Show the evidence behind each score in one line.
| Category | Score (110) | Justification (evidence) |
|---|---|---|
| A. Repository organization | | |
| B. Code quality | | |
| C. Architecture | | |
| D. DevOps & deployment | | |
| E. Testing | | |
| F. Security | | |
| G. Product readiness | | |
| H. AI-agent practices | | |
| I. Personal workflow | | |
| **Weighted overall** | | |
State the weighting you used for the overall score (e.g. Security and Product
readiness weighted higher), and give a one-paragraph rationale.
#### 3. Per-Product / Per-Repo Breakdown
For each product group: repos involved, stack, what works, what's broken, top
risks, and a maturity label (prototype / MVP / beta / prod).
#### 4. Findings by Dimension (AI)
For each dimension: concrete findings with **file paths + repo names + examples**,
ordered by severity.
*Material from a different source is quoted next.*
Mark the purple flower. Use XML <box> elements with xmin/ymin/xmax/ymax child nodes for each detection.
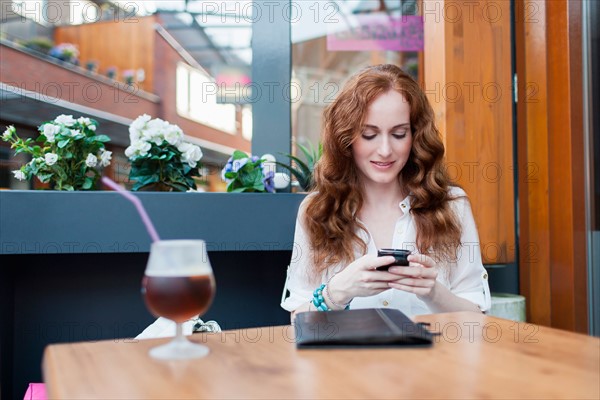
<box><xmin>263</xmin><ymin>171</ymin><xmax>275</xmax><ymax>193</ymax></box>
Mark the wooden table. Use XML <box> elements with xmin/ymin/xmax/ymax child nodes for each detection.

Separate **facts** (what you observed) from
**recommendations** (what to change).
#### 5. Prioritized Action Plan
A single ranked list across all repos:
- **P0 — Fix now** (security, data loss, launch blockers).
- **P1 — This week.**
- **P2 — This month.**
- **P3 — Nice to have.**
Each item: what, why it matters, rough effort (S/M/L), and which repo/file.
#### 6. Safe Auto-Fix Candidates
Low-risk changes you could make immediately *if I approve* — with the exact file,
the exact change, and why it's safe. Do not apply them.
#### 7. Delegate-to-Agent Queue
Tasks ready to hand to an AI agent right now. For each: a tight, self-contained
task brief (repo, files to read first, objective, constraints, definition of
done) so I can paste it straight into an agent.
#### 8. Recommended Standard Operating Procedure
The repeatable process + guardrails I should adopt for every future AI-agent task
(branching, scoping, test-before-commit, documentation, review gates).
#### 9. What You Could Not Inspect
Explicitly list anything inaccessible, skipped, or assumed, and what I'd need to
provide for a complete review.
---
### Final instruction
Work methodically: discover → group → inspect → score → recommend. When you are
done, print the path to `ENGINEERING_REVIEW_SCORECARD.md` and a 5-bullet TL;DR.
Do not commit or push it — leave it for me to review.